The corporate said Miron and Newhouse, who were each appointed as directors in April 2022 as a part of the WarnerMedia and Discovery merger, were being investigated as as to if their participation on the board was in violation of Section 8 of the Clayton Antitrust Act, which largely prohibits the identical directors or corporations from serving concurrently on the boards of competitors.
Miron is the CEO of privately held media company Advance/Newhouse Partnership and a senior executive officer at Advance, which invests in media and technology corporations, in accordance with the discharge. Newhouse is co-president of Advance.
Each of their terms on the Warner Bros. board were set to run out in 2025.
Reasonably than contesting the DOJ matter, the corporate said each Miron and Newhouse voluntarily elected to resign from their positions, effective immediately. Neither director admitted any violation.
“We’re proud to have played a job within the constructing of this great company and remain a big stockholder. We’re disillusioned to go away the Board, but want to do the proper thing for WBD,” Newhouse said in an announcement.

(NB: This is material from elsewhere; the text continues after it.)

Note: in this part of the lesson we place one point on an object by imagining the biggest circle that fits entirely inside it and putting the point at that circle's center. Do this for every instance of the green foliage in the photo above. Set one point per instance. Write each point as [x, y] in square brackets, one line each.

In a Monday evening statement, the DOJ said the conflicting company is Charter, a Connecticut-based media company which, just like Warner Bros.’ streaming platform Max, provides video distribution services. In accordance with the DOJ, Advance representatives held seats on each Warner Bros.’ board and Charter’s board.
“Today’s announcement is a win for consumers,” Deputy Assistant Attorney General Michael Kades of the Justice Department’s Antitrust Division said in an announcement. “In enacting Section 8 of the Clayton Act, Congress was concerned that competitors who shared directors would compete less vigorously to offer higher services and lower prices. We’ll proceed to vigorously implement the antitrust laws when essential to handle overreach by corporations and their designated agents.”